Well, I don't know if I'm missing something, but it's working for me using requests:
import requests
# Getting html code
url = "http://store.steampowered.com/app/251570/"
html = requests.get(url).text
And even more, the data requested is in json format, so it's easy to extract it in this way:
# Extracting javscript object (a json like object)
start_tag = 'InitAppTagModal( 251570,'
end_tag = '],'
startIndex = html.find(start_tag) + len(start_tag)
endIndex = html.find(end_tag, startIndex) + len(end_tag) - 1
raw_data = html[startIndex:endIndex]
# Load raw data as python json object
data = json.loads(raw_data)
You will see a beatiful json object like this (this is the info that you need, right?):
[
{
"count": 283,
"browseable": true,
"tagid": 1662,
"name": "Survival"
},
{
"count": 274,
"browseable": true,
"tagid": 1659,
"name": "Zombies"
},
{
"count": 248,
"browseable": true,
"tagid": 1702,
"name": "Crafting"
}......
I hope it helps....
UPDATED:
Ok, I see your problem right now, it seems that the problem is in the page 224600. In this case the webpage requires that you confirm your age before to show you the games info.
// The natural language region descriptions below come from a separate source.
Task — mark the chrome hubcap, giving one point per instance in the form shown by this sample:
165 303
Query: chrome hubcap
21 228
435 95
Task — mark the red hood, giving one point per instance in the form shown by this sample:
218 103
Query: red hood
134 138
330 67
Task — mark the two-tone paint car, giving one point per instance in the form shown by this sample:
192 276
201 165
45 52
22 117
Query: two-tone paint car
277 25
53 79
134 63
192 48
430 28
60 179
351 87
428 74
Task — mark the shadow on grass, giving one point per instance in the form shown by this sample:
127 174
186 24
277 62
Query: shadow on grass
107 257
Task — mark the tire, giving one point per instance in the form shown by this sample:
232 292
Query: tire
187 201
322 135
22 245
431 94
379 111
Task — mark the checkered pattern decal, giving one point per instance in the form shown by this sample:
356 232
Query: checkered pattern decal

Anyway, easy to solve it just posting the form that confirm the age. Here is the code updated (and I created a function):
def extract_info_games(page_id):
# Create session
session = requests.session()
# Get initial html
html = session.get("http://store.steampowered.com/app/%s/" % page_id).text
# Checking if I'm in the check age page (just checking if the check age form is in the html code)
if ('<form action="http://store.steampowered.com/agecheck/app/%s/"' % page_id) in html:
# I'm being redirected to check age page
# let's confirm my age with a POST:
post_data = {
'snr':'1_agecheck_agecheck__age-gate',
'ageDay':1,
'ageMonth':'January',
'ageYear':'1960'
}
html = session.post('http://store.steampowered.com/agecheck/app/%s/' % page_id, post_data).text
# Extracting javscript object (a json like object)
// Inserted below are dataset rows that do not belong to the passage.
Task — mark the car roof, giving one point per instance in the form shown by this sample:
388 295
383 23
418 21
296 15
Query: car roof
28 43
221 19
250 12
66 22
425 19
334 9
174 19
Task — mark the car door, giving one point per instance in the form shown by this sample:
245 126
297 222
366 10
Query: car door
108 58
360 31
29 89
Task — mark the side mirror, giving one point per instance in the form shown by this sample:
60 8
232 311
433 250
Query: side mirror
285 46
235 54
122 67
start_tag = 'InitAppTagModal( %s,' % page_id
end_tag = '],'
startIndex = html.find(start_tag) + len(start_tag)
endIndex = html.find(end_tag, startIndex) + len(end_tag) - 1
raw_data = html[startIndex:endIndex]
# Load raw data as python json object
data = json.loads(raw_data)
return data
And to use it:
extract_info_games(224600)
extract_info_games(251570)
Enjoy!